Winter & Winter
But then, action and reaction are two sides of the same coin. In the second part of this suite, to cite only one example of Graewe's reactive and proactive tendencies, he augments and subverts a rhythmic pattern established by Hemingway and Reijseger, with the simple tactic of adding a slower layer. Registrally close, if not in immediate proximity, to Hemingway's celesta and Reijseger's plucked cello, Graewe begins with one note, then brings in another, allowing the texture to bloom and slowly expand. It is a truly magical moment.

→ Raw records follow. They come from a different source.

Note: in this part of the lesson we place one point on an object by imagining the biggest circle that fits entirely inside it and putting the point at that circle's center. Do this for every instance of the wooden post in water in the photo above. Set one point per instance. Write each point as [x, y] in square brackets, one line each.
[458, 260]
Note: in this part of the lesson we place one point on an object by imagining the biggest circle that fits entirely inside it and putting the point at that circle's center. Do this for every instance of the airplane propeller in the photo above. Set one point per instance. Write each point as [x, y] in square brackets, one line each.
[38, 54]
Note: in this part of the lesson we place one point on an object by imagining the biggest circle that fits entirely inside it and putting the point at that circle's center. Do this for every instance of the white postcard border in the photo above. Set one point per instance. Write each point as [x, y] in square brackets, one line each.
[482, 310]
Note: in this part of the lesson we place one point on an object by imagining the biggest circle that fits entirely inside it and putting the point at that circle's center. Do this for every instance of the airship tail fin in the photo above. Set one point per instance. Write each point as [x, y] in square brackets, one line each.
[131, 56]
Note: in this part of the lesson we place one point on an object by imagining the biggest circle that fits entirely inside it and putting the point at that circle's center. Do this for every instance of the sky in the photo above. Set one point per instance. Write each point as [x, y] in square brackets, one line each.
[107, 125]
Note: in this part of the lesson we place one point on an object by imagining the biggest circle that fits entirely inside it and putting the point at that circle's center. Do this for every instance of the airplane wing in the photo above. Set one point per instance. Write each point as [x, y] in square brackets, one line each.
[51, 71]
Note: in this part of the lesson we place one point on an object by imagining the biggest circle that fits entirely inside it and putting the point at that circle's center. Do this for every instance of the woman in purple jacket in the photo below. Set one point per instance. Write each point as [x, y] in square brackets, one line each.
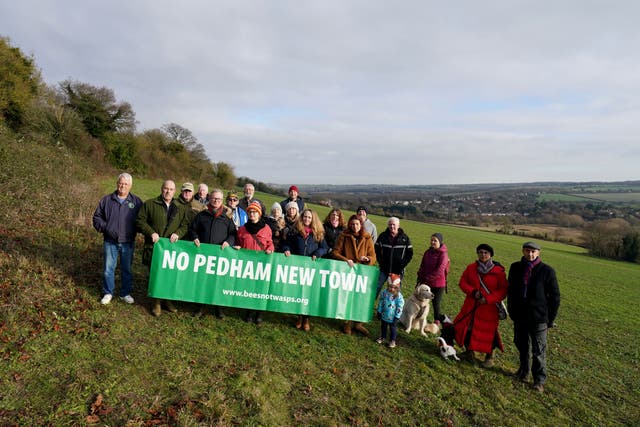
[433, 272]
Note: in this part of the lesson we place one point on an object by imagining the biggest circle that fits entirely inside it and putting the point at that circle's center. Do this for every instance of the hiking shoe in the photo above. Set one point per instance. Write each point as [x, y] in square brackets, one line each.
[489, 362]
[358, 327]
[172, 308]
[521, 374]
[128, 299]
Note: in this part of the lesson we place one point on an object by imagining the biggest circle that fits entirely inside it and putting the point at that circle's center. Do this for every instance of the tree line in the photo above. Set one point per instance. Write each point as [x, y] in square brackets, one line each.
[89, 120]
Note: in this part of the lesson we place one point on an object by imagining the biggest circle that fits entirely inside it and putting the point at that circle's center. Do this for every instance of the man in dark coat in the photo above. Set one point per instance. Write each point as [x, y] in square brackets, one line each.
[213, 225]
[533, 302]
[115, 218]
[161, 217]
[393, 250]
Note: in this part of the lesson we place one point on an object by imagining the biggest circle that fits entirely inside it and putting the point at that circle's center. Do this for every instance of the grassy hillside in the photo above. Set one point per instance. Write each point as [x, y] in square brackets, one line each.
[67, 360]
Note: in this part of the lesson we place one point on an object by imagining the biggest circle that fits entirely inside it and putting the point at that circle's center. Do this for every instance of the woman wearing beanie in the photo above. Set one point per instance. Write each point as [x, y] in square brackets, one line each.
[355, 246]
[433, 272]
[484, 283]
[306, 239]
[255, 234]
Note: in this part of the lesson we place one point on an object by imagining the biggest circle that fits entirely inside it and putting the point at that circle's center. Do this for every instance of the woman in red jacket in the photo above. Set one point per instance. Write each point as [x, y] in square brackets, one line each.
[254, 235]
[476, 326]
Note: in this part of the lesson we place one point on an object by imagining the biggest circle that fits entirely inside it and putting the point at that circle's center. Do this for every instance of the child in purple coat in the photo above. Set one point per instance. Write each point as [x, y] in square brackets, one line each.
[390, 307]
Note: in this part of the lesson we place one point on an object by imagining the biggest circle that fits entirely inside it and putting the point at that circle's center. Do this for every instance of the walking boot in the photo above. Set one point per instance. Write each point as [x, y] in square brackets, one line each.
[217, 311]
[172, 308]
[258, 319]
[347, 327]
[489, 361]
[360, 328]
[156, 309]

It is counterproductive to single out any one member of this trio as some kind of leader. As much now as ever, the group thrives on unity in diversity, on each member's willingness to do what is outlined above. Hemingway's playing is at its most subtly inventive, a huge contrast to, say, his work with Braxton, but no less inventive. Reijseger lives in two worlds, maintaining an open-door policy between tonality and cluster, both making memorable appearances throughout this riveting set.
It is extremely gratifying to hear these three masters of spontaneous composition (not to mention more conventional forms of composition!) in documented communication again after too long a pause. Winter & Winter says that three hours of music were recorded. Not to appear greedy, but might another disc be hidden in there somewhere?
Track Listing: Continuum Phase One through Ten.
Personnel: Georg Graewe: piano; Ernst Reijseger: cello; Gerry Hemingway: drums, percussion, marimbaphone, celesta.